Hao Li, Haoxiang Zhang, and Ahmed E. Hassan from Queen's University studied what happens when AI becomes your coding teammate:
Although agents frequently outperform humans in speed, our analysis shows their pull requests are accepted less frequently, revealing a stark gap between benchmark performance and real-world trust and utility. Moreover, while agents can massively accelerate code submission—one developer submitted as many Agentic-PRs in three days as they submitted without Agentic help in the previous three years—these contributions tend to be structurally simpler.
They analyzed 456,000 pull requests from AI agents like Devin and GitHub Copilot. Real-world data on our new AI teammates.
The results are fascinating and slightly concerning.
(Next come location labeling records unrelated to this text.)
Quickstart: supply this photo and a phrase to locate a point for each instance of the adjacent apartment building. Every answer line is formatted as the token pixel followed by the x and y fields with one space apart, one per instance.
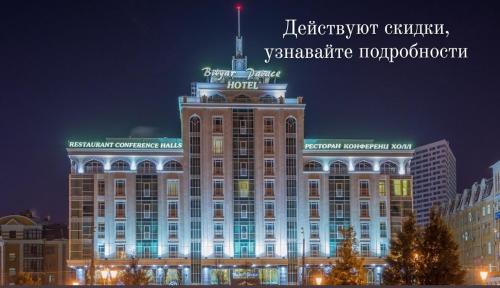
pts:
pixel 25 251
pixel 235 196
pixel 434 178
pixel 473 216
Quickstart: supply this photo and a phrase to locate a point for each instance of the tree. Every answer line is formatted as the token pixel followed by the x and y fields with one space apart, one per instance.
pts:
pixel 438 255
pixel 134 275
pixel 348 268
pixel 26 278
pixel 402 266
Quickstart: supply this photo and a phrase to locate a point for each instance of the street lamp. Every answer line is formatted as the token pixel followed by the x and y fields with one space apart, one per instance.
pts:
pixel 483 275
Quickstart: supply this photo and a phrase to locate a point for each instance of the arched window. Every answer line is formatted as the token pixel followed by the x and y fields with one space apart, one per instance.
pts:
pixel 268 99
pixel 146 167
pixel 291 127
pixel 363 166
pixel 120 165
pixel 172 165
pixel 313 166
pixel 242 99
pixel 217 98
pixel 388 168
pixel 338 168
pixel 93 167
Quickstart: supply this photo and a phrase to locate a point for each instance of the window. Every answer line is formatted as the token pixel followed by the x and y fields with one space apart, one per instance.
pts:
pixel 217 145
pixel 101 209
pixel 339 210
pixel 147 211
pixel 218 210
pixel 268 210
pixel 93 167
pixel 120 230
pixel 244 211
pixel 243 169
pixel 383 250
pixel 269 228
pixel 100 188
pixel 217 124
pixel 146 192
pixel 147 232
pixel 388 168
pixel 383 230
pixel 365 249
pixel 363 166
pixel 120 251
pixel 120 188
pixel 383 209
pixel 381 188
pixel 218 188
pixel 120 210
pixel 101 230
pixel 314 247
pixel 218 168
pixel 364 188
pixel 173 251
pixel 172 230
pixel 243 127
pixel 313 209
pixel 172 187
pixel 314 230
pixel 365 230
pixel 172 166
pixel 268 125
pixel 339 189
pixel 313 188
pixel 120 165
pixel 400 187
pixel 218 230
pixel 269 250
pixel 364 209
pixel 172 209
pixel 244 232
pixel 268 146
pixel 219 250
pixel 268 167
pixel 268 188
pixel 100 250
pixel 313 166
pixel 243 147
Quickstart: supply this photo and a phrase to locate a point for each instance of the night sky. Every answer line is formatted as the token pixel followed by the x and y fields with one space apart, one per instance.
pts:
pixel 95 69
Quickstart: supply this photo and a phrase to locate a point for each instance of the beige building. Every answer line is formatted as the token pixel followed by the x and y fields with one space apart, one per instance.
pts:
pixel 24 250
pixel 471 216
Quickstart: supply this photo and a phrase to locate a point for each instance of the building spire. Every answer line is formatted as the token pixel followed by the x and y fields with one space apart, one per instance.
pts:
pixel 239 61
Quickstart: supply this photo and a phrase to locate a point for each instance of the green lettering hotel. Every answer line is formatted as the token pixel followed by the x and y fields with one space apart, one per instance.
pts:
pixel 233 199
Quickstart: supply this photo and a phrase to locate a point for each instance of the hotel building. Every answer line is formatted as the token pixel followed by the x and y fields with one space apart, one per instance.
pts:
pixel 434 178
pixel 234 199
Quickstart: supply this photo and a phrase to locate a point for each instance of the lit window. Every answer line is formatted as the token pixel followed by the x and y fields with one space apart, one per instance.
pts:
pixel 269 188
pixel 120 187
pixel 364 188
pixel 268 125
pixel 172 187
pixel 217 145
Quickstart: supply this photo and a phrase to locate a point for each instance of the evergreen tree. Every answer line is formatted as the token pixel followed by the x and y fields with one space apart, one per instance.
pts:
pixel 402 261
pixel 348 268
pixel 134 275
pixel 438 258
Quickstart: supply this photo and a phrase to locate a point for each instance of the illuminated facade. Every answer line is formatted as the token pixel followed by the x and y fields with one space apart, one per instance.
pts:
pixel 234 198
AI agents can generate massive volumes of code at incredible speed, but their PRs get accepted far less often than human contributions.
We've solved for speed but not for trust. AI can pump out code faster than ever, but much of it gets rejected. There's a fundamental tension here - quantity vs quality, speed vs acceptance.
The challenge isn't just making AI smarter. It's designing the entire human-computer collaboration around this new reality.
The bottleneck has shifted from writing code to reviewing it. One person can now generate the output of an entire team.
How do we manage that firehose of productivity? How do you review code when it's coming at you faster than you can possibly evaluate? That's the problem we need to solve next.